Researchers have uncovered a new professional-grade banking Trojan that could soon rival Zeus, SpyEye and Citadel in how effectively it spreads.
Dubbed KINS, the new banking Trojan has several features in common with Zeus and SpyEye, as well as having a similar DLL-plugin-based architecture, Limor Kessem, a cybercrime and online fraud communications specialist at RSA, wrote Tuesday on the RSA FraudAction Research Labs blog. It is spread using popular exploit packs such as Neutrino, one of the most sophisticated toolkits currently available.
KINS has a bootkit capability and can infect the computer from a much deeper level, at its volume boot record (VBR), and can “easily infect” machines running Windows 8 and other 64-bit operating systems.
A vendor in a closed Russian-speaking online forum announced the open sale of the Trojan this month, Kessem said. A standard version of the Trojan is available for $5,000 in Web Money and additional plug-ins, such as the Anti-Rapport module, is available for $2,000.
There was a “growing appetite” in the criminal underground for a “new ‘real’ banking malware in the online fraud arena,” Kessem said. Underground chatter indicated the criminals would “eagerly welcome a new developer and jointly finance a banker project,” provided it was commercially available, easy to use, and have quality technical support, according to the post. With Citadel going off the semi-open market in December and Zeus and SpyEye not being as active in recent year, the cyber-criminals “have been scrambling to find a replacement,” she said.

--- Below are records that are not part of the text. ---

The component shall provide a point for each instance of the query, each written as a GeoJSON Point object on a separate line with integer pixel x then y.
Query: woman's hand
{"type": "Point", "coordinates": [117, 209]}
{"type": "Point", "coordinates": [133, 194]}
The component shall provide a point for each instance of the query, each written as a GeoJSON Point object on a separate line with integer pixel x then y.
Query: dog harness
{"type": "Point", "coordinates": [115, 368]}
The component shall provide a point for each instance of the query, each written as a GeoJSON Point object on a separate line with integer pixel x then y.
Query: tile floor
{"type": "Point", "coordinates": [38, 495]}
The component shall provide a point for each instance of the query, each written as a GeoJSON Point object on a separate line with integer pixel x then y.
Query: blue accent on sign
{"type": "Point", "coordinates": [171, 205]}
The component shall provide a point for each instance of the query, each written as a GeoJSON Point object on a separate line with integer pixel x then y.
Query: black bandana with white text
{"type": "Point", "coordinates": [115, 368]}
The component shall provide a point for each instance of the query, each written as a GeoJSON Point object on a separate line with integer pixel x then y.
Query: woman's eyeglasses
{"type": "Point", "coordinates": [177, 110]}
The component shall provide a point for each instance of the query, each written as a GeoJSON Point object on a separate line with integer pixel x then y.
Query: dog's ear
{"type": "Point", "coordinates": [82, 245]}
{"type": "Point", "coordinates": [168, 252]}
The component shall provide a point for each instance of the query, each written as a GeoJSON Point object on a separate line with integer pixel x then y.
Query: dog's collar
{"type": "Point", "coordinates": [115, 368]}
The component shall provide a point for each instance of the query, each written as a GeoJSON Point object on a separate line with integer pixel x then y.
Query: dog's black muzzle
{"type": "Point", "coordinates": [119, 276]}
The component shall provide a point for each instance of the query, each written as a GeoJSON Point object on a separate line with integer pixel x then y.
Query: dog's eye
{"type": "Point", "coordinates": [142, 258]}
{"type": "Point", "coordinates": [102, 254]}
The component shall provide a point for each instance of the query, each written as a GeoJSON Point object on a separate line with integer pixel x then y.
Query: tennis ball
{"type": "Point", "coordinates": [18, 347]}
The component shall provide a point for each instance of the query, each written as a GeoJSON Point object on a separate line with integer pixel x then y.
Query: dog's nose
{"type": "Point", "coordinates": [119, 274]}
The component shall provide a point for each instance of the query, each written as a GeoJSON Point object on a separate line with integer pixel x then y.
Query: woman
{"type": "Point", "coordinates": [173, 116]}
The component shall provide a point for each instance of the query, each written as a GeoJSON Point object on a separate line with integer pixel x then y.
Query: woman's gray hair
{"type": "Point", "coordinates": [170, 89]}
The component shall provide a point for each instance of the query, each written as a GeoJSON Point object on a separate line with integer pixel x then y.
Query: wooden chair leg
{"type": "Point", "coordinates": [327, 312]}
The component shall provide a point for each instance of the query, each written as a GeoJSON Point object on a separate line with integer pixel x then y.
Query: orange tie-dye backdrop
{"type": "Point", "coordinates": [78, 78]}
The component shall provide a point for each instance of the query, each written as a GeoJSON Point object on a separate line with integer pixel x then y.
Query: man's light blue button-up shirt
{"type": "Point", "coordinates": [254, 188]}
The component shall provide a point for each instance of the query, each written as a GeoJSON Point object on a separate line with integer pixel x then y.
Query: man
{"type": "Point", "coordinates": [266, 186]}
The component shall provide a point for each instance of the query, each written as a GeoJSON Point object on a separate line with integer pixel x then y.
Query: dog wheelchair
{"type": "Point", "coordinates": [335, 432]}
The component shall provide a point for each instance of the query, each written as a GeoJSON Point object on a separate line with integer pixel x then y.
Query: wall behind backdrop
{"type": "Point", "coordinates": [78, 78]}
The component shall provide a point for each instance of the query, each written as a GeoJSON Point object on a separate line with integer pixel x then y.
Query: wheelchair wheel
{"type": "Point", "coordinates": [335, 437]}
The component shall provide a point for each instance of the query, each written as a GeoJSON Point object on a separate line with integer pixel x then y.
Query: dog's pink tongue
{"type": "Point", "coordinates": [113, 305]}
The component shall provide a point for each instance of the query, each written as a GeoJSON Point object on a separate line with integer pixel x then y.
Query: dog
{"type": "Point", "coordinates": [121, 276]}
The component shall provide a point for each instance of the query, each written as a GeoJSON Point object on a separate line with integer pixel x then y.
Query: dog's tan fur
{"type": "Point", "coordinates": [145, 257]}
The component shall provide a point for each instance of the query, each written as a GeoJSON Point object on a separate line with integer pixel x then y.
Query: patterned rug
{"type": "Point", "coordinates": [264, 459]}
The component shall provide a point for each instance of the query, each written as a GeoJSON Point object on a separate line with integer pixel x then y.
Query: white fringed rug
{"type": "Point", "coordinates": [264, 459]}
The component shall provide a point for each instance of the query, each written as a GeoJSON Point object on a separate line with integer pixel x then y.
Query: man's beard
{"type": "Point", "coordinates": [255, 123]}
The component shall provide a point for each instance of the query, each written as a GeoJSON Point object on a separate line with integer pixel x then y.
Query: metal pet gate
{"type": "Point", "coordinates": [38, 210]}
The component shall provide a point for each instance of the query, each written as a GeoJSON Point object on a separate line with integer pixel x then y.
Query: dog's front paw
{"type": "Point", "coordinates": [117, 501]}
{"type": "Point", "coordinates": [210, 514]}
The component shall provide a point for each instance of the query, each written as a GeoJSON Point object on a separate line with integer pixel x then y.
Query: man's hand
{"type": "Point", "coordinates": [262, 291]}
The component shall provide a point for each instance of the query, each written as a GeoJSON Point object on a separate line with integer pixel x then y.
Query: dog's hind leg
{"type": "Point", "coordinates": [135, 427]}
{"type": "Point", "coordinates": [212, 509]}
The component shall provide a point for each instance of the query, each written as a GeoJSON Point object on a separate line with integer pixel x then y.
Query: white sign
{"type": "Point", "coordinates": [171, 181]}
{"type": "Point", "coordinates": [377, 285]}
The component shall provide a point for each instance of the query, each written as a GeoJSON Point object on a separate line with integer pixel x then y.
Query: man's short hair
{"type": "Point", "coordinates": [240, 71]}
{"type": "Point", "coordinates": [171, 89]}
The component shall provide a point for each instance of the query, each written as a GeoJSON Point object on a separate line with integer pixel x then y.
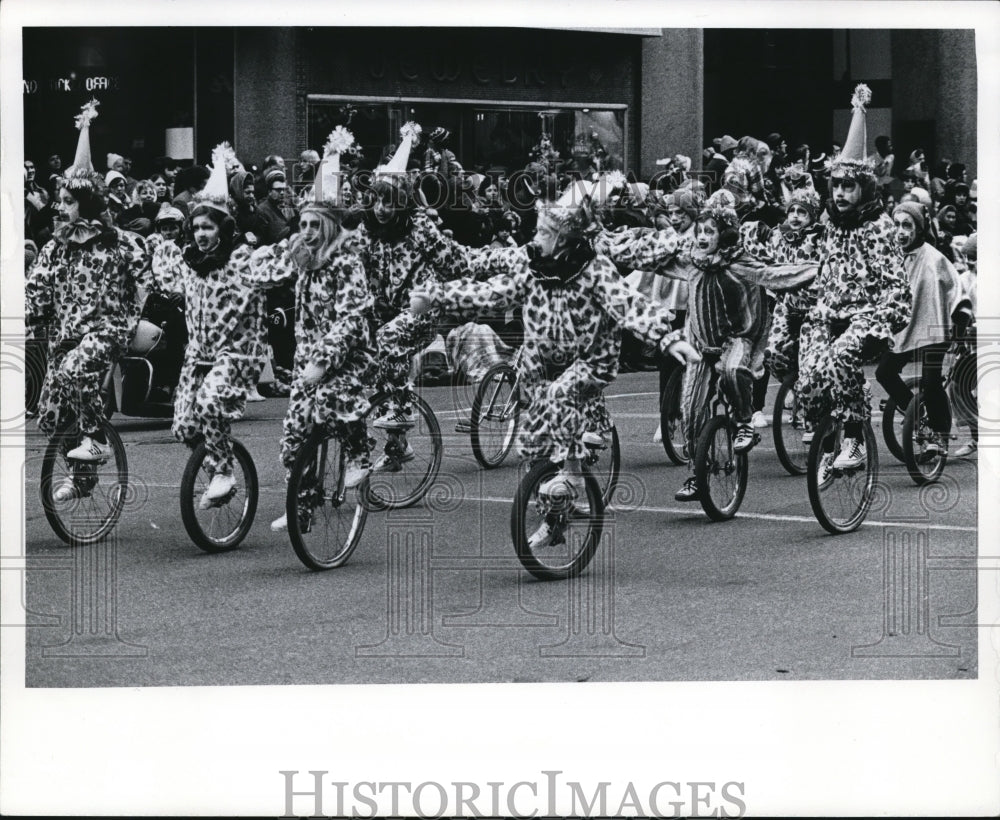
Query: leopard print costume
{"type": "Point", "coordinates": [82, 294]}
{"type": "Point", "coordinates": [572, 340]}
{"type": "Point", "coordinates": [862, 292]}
{"type": "Point", "coordinates": [781, 245]}
{"type": "Point", "coordinates": [224, 317]}
{"type": "Point", "coordinates": [333, 308]}
{"type": "Point", "coordinates": [726, 319]}
{"type": "Point", "coordinates": [393, 269]}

“It is not surprising that KINS’ developer is being ushered into the Russian-speaking cybercrime community with much enthusiasm, commended for his decision to make KINS commercial and share it the old-fashioned way,” Kessem said.
The developer also seems to have learned some lessons from the previous Trojans. KINS avoids Trojan trackers, a problem that plagued SpyEye. Much like SpyEye, KINS is compatible with Zeus Web injections and will work over the remote desktop protocol.

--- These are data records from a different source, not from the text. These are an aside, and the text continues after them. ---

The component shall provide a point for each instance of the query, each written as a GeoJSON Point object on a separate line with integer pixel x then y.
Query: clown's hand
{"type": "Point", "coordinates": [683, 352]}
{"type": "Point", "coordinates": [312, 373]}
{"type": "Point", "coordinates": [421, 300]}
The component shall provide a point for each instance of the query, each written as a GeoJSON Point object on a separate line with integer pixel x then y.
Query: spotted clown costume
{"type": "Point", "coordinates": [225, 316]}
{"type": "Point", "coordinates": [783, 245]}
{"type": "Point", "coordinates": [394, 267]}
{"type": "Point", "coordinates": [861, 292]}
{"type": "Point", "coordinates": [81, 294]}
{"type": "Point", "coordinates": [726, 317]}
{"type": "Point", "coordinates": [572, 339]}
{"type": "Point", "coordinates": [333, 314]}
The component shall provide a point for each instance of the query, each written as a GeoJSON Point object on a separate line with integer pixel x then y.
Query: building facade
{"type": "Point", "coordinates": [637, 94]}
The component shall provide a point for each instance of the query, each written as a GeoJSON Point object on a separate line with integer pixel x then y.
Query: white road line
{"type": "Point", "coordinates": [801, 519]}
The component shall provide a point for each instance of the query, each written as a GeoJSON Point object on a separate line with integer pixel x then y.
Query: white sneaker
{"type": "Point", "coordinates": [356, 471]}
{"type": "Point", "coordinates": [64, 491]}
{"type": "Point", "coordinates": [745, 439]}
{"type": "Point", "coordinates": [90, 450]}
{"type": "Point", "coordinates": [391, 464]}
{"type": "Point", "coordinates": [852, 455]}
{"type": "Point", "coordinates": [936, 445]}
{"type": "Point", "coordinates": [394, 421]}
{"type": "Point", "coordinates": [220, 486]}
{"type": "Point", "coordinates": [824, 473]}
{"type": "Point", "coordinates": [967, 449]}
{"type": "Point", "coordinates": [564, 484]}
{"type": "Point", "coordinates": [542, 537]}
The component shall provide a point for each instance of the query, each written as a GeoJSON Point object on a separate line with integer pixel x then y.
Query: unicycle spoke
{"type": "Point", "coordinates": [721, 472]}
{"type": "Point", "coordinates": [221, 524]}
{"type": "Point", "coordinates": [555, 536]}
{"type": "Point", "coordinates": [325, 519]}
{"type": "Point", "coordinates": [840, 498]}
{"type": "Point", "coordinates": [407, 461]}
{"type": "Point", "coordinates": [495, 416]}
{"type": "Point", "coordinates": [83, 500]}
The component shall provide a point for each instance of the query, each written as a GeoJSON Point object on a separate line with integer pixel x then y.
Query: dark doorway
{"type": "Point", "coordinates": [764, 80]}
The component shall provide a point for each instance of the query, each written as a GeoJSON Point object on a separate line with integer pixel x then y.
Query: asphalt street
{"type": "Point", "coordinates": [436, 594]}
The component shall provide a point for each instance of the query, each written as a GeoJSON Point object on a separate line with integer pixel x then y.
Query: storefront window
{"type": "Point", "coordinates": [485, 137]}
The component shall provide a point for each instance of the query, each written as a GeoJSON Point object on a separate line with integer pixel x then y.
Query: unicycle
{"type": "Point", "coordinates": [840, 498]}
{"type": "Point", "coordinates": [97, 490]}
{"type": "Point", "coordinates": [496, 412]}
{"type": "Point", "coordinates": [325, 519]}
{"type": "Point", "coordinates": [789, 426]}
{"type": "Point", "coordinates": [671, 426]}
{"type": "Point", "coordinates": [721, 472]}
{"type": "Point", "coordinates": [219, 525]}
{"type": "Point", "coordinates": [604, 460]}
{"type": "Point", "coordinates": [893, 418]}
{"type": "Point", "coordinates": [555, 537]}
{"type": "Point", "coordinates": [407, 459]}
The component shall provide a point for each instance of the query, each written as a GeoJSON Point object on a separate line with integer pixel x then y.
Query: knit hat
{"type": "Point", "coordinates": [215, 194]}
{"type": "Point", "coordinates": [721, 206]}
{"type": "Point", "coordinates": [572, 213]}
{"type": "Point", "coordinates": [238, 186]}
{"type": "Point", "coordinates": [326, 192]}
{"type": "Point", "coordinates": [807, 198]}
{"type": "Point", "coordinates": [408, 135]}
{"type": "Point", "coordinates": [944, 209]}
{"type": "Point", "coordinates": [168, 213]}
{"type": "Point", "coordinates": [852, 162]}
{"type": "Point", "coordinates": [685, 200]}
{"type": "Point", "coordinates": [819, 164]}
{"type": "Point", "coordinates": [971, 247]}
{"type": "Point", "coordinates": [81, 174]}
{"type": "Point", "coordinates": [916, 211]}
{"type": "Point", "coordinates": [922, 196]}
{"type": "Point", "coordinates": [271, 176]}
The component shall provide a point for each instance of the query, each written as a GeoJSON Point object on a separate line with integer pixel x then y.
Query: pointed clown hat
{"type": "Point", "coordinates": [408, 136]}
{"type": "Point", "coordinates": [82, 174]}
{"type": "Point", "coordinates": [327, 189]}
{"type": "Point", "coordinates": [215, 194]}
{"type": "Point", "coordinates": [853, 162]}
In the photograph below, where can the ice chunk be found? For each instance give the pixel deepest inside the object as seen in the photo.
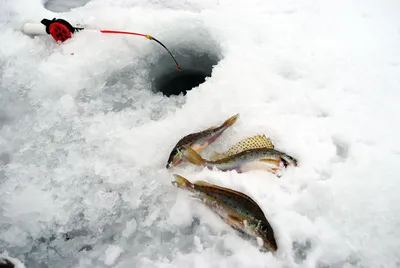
(112, 253)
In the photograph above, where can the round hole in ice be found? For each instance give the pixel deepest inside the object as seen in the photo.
(62, 5)
(195, 68)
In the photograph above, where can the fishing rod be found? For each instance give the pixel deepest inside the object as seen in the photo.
(61, 30)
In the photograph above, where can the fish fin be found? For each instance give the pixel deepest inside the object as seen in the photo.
(275, 162)
(215, 156)
(230, 121)
(203, 183)
(254, 142)
(192, 156)
(181, 182)
(234, 222)
(234, 218)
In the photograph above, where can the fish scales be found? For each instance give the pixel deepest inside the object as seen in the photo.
(245, 204)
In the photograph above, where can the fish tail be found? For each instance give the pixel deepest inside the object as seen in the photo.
(193, 157)
(181, 182)
(230, 121)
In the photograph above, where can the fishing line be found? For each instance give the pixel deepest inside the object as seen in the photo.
(144, 35)
(61, 30)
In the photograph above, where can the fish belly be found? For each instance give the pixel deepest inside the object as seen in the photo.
(259, 165)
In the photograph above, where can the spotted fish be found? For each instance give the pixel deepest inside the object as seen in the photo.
(198, 141)
(254, 153)
(237, 209)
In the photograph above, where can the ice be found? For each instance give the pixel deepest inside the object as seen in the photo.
(112, 253)
(84, 140)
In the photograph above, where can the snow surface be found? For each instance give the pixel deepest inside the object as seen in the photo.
(84, 141)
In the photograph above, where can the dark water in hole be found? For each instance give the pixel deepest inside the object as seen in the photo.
(177, 83)
(195, 68)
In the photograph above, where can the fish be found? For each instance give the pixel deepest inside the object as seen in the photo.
(245, 156)
(235, 208)
(198, 141)
(258, 141)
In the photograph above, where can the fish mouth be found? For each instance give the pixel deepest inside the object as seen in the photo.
(176, 161)
(269, 245)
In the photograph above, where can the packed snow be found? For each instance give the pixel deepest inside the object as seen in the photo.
(84, 140)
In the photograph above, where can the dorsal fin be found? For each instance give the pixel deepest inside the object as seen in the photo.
(202, 183)
(254, 142)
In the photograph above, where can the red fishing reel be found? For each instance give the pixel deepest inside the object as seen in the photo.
(61, 30)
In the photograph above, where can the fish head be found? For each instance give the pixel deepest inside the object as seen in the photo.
(175, 158)
(264, 231)
(288, 160)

Zeus soared to popularity because it was a full kit, and wanna-be criminals didn’t need a lot of technical savvy to be able to create their own Trojan variants and put together attack campaigns. KINS also does not require technical savvy, which would likely encourage its popularity.

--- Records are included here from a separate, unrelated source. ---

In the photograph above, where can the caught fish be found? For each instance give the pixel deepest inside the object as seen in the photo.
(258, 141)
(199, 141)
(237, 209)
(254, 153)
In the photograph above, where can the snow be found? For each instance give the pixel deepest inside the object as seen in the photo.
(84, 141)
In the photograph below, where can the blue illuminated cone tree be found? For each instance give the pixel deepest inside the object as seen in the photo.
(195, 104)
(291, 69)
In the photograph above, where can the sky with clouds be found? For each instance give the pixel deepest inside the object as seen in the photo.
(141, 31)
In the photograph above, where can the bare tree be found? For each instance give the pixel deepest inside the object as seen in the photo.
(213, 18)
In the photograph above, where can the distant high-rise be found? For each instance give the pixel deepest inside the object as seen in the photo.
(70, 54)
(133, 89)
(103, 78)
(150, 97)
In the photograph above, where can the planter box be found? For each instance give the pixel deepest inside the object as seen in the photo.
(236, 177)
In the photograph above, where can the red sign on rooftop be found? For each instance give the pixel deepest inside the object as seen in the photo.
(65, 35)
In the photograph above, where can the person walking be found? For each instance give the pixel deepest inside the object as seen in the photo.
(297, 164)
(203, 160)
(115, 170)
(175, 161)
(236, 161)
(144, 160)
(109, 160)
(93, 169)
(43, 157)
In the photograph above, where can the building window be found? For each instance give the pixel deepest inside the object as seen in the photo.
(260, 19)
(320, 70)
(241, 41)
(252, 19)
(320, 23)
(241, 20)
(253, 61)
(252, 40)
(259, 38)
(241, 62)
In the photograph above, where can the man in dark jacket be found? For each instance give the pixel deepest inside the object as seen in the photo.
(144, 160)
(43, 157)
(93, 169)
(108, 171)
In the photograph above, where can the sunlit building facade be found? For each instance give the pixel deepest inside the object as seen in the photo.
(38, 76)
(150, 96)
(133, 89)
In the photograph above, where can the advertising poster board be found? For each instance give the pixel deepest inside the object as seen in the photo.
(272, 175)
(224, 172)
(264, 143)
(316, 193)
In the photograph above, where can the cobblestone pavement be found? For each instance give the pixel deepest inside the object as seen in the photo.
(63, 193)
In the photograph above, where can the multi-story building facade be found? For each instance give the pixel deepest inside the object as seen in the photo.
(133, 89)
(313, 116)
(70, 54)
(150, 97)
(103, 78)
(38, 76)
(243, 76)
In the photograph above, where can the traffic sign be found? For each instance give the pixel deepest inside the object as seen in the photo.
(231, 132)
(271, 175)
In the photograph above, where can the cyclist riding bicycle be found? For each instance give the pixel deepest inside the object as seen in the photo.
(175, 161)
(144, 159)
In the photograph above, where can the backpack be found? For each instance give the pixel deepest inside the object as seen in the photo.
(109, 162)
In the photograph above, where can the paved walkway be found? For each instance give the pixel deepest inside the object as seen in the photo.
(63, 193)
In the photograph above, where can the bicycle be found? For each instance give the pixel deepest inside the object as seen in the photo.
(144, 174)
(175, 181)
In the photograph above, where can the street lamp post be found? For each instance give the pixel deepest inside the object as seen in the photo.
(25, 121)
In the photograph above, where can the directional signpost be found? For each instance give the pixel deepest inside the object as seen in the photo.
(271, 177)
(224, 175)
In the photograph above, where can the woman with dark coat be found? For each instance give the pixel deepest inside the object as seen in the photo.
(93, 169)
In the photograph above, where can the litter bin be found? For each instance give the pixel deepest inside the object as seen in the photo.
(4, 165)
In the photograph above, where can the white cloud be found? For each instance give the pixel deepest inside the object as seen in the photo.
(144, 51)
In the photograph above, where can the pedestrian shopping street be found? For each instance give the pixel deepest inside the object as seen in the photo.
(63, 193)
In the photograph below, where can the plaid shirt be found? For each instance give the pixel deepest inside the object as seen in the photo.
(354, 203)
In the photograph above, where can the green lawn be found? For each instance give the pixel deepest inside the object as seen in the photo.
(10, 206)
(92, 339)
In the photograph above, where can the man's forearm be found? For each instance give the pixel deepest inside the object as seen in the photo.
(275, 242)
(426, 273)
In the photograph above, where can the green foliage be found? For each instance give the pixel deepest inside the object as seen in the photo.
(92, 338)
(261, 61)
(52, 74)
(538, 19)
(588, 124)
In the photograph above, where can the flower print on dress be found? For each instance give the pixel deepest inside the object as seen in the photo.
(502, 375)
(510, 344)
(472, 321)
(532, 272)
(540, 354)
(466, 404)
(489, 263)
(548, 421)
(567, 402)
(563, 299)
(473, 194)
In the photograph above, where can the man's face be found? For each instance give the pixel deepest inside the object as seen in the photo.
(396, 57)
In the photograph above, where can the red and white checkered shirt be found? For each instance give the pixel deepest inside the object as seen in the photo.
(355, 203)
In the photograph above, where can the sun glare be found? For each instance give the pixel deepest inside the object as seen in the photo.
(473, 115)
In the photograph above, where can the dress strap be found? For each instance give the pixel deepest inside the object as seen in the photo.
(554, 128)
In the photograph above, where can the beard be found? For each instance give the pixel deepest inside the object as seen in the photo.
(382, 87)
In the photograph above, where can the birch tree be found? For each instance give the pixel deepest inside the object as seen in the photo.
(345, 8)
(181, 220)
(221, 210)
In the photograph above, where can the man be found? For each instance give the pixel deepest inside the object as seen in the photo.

RSA fraud intelligence researchers have been seeing hints about Kins since early February, according to the post. There were rumors during development that Kins was associated with Citadel, although those rumors were squashed pretty quickly. However, like Citadel, KINS will not infect Russian or Ukranian-language systems, Kessem said. If the malware detects either language specifications on the targeted machine, Kins would terminate.
“With all other major malware developers choosing to lay low to avoid imminent arrest by law enforcement authorities, KINS’ author is very sure to see an immediate demand for his Trojan, so long as he can avoid capture himself and as soon as high-ranking peers sign off on its crime-grade quality,” Kessem said.